How Philosophy Happens

How philosophy happens – As I have mentioned before, my background is in academic philosophy, and I spent years studying a philosopher who meant a great deal to me at that time: Friedrich Nietzsche. If nothing else – although there is a lot “else” – Nietzsche was a peerless stylist, and naturally I am influenced not a little in my approach to writing by this great German master whose dynamic but elegant style I cannot hope to equal. I have found myself more and more in disagreement with what Nietzsche actually thought. But I am inspired in writing this blog by the idea that philosophy sometimes comes alive with its greatest intensity in such unconventional, non-academic forms as the aphorisms and paragraphs in which Nietzsche wrote. Sometimes a single sentence by a thinker such as Nietzsche, Kierkegaard or Maurice Blanchot seems to accomplish more philosophically than many scholarly books, such as Kierkegaard’s saying (somewhere) that “the instant of decision is madness.” I take Nietzsche’s own reflections on such matters quite seriously:

I do not desire that either my ignorance, or the vivacity of my temperament, should prevent me being understood by you, my friends: I certainly do not desire that my vivacity should have that effect, however much it may impel me to arrive quickly at an object, in order to arrive at it at all. For I think it is best to do with profound problems as with a cold bath – quickly in, quickly out. That one does not thereby get into the depths, that one does not get deep enough down is a superstition of the hydrophobic, the enemies of cold water; they speak without experience. Oh! the great cold makes one quick! – And let me ask by the way: Is it a fact that a thing has been misunderstood and unrecognised when it has only been touched upon in passing, glanced at, flashed at? Must one absolutely sit upon it in the first place? Must one have brooded on it as on an egg? Diu noctuque incubando, as Newton said of himself? At least there are truths of a peculiar shyness and ticklishness which one can only get hold of suddenly, and in no other way, - which one must either take by surprise, or leave alone.... […] So much with respect to brevity; the matter stands worse as regards my ignorance, of which I make no secret to myself. There are hours in which I am ashamed of it; to be sure there are likewise hours in which I am ashamed of this shame.”

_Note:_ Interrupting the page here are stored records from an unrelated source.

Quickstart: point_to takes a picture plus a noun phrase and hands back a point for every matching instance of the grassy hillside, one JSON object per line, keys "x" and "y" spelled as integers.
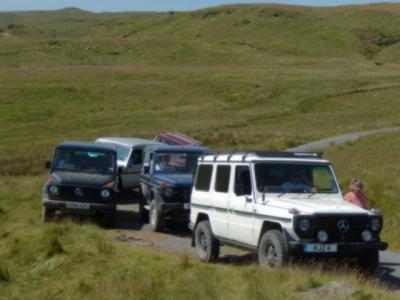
{"x": 235, "y": 77}
{"x": 373, "y": 160}
{"x": 279, "y": 75}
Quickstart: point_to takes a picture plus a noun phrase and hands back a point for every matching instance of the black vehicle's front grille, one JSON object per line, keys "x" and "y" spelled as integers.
{"x": 340, "y": 228}
{"x": 84, "y": 194}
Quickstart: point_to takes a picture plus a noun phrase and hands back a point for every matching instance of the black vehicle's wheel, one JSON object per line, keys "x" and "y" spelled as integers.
{"x": 369, "y": 261}
{"x": 47, "y": 214}
{"x": 272, "y": 250}
{"x": 207, "y": 246}
{"x": 107, "y": 220}
{"x": 157, "y": 220}
{"x": 143, "y": 213}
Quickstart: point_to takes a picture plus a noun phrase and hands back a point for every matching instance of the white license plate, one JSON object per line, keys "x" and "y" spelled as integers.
{"x": 320, "y": 248}
{"x": 78, "y": 205}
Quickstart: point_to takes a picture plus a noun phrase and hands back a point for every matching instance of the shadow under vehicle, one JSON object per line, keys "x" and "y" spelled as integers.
{"x": 166, "y": 182}
{"x": 83, "y": 180}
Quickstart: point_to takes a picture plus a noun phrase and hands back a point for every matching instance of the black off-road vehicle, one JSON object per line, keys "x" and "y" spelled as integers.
{"x": 82, "y": 180}
{"x": 166, "y": 183}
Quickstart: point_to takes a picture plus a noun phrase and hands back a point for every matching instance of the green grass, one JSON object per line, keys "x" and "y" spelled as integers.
{"x": 373, "y": 160}
{"x": 236, "y": 77}
{"x": 80, "y": 261}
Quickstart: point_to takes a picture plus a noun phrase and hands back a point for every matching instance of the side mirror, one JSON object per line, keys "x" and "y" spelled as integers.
{"x": 120, "y": 169}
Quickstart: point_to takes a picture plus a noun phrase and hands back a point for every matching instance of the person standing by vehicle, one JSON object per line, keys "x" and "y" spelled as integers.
{"x": 356, "y": 196}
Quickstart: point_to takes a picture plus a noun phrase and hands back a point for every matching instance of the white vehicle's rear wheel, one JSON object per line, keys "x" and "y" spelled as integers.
{"x": 207, "y": 246}
{"x": 272, "y": 250}
{"x": 156, "y": 217}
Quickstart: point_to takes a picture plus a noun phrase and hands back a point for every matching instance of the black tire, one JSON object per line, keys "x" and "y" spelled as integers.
{"x": 207, "y": 246}
{"x": 369, "y": 261}
{"x": 143, "y": 213}
{"x": 272, "y": 250}
{"x": 47, "y": 214}
{"x": 156, "y": 218}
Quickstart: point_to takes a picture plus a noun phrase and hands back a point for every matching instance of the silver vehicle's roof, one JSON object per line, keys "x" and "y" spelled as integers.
{"x": 85, "y": 146}
{"x": 266, "y": 157}
{"x": 127, "y": 141}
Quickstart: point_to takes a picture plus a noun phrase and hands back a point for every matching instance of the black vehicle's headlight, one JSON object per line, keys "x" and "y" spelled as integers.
{"x": 376, "y": 224}
{"x": 304, "y": 225}
{"x": 105, "y": 193}
{"x": 54, "y": 190}
{"x": 168, "y": 192}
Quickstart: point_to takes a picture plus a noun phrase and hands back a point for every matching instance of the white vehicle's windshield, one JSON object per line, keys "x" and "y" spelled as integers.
{"x": 123, "y": 153}
{"x": 167, "y": 163}
{"x": 83, "y": 161}
{"x": 294, "y": 178}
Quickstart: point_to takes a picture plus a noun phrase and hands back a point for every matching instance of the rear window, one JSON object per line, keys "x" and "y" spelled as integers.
{"x": 204, "y": 178}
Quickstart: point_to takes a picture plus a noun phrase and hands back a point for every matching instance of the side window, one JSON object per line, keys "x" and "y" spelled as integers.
{"x": 242, "y": 181}
{"x": 136, "y": 157}
{"x": 203, "y": 180}
{"x": 222, "y": 179}
{"x": 122, "y": 153}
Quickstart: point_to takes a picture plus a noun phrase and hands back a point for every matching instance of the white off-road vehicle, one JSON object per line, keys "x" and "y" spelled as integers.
{"x": 278, "y": 205}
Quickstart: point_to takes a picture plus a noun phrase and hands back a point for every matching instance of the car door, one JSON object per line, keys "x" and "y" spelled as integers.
{"x": 220, "y": 200}
{"x": 241, "y": 206}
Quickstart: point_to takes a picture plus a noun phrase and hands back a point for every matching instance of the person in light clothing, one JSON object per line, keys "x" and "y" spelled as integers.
{"x": 356, "y": 195}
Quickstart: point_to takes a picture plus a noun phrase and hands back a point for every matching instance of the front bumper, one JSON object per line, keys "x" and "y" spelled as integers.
{"x": 92, "y": 208}
{"x": 342, "y": 248}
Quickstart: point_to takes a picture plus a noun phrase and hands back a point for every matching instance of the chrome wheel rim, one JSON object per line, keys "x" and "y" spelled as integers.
{"x": 203, "y": 241}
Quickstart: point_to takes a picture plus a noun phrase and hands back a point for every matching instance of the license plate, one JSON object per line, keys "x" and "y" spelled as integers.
{"x": 320, "y": 248}
{"x": 78, "y": 205}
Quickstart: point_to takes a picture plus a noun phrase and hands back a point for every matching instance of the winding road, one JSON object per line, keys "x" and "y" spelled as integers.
{"x": 129, "y": 229}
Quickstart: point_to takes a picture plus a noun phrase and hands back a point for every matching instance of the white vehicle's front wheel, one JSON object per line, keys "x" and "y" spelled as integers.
{"x": 207, "y": 246}
{"x": 272, "y": 250}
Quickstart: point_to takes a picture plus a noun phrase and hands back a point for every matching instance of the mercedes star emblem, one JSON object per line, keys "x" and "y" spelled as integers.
{"x": 78, "y": 192}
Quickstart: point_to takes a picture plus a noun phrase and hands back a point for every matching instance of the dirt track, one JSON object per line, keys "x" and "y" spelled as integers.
{"x": 176, "y": 240}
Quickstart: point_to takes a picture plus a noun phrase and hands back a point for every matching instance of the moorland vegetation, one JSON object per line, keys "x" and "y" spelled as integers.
{"x": 235, "y": 77}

(Nietzsche, The Gay Science, 381)

 

Don’t mistake me (or Nietzsche): I think there are profound thoughts to be encountered in all kinds of ‘academic’ philosophers as well, from various traditions. But extensive reading and research in the academic field, and the construction of texts on an academic model, are absolutely no guarantee of reaching into the depths of philosophical problems. Is academic philosophy at times a game of citation and intramural debate that spills itself into millions of words, without taking us any further in fundamental problems? I leave it to academics to answer this honestly.

So how does philosophy happen? Well, it’s necessary of course to have one’s eyes opened to some of the fundamental problems of philosophy at some point, maybe by encountering some of the great philosophers of the past, or maybe by just running into them in some other way, or discovering them for oneself etc. - as in a sense the Greeks did. Once the seed is planted, it seems to me that it is often not particularly helpful to be constantly reading academic philosophical books, for those questions often get lost and obscured in those pages. What may result is a certain commitment to definite positions for reasons that may be honestly assumed to be philosophical, but which are often based on something else: identifying with a particular community for example, or looking for a certain security.

This can only ever happen when philosophical problems become sundered from the essential and vital questions of what it means to live one's life. Nothing is more deadly for the path of genuine philosophy than that those questions should just become a professional concern, a technical procedure that belongs to your working life alone, whereas the business of living takes place entirely separately from this, when one leaves the academic office and returns home. Good academic philosophers - and there are many - know better than to let this happen.

                In favourable conditions, the seed of philosophy develops in its own way into a healthy plant, in the context of simply having to live your life, its growth not forced or unduly constrained in any particular direction. It was Nietzsche too who recognized how much of the work of thinking happens below the level of consciousness. For Nietzsche there was an irrational driving force in the psyche which dictated philosophical conclusions in advance and then engineered arguments to justify them. I am more sanguine about how philosophy works: While these forces are of course always in play, a genuine seeking for answers about life can lie within us, a seeking that takes on board the experiences of life and ruminates on them, whatever we think we may be doing at the time. Many will recognize instances of some complex problem to which the solution comes all of a piece, without thinking about it consciously at all. All of this may sound exactly like Nietzsche's “sitting on an egg,” but in a curious way I think it can go hand in hand with the dynamic movement in thought he describes, quickly into and out of specific philosophical problems.

                In my own case, while there is often a voice saying that I should be doing so much more, should be reading more and writing scholarly articles – something I may in fact do one day – another part of me knows that in some sense everything is being accomplished just as it needs to be. That just to continue to let my mind work on these problems, sometimes consciously, sometimes not, to read a little, and to write these short reflections just as they come out – this is exactly what is required, no less and, more importantly, no more.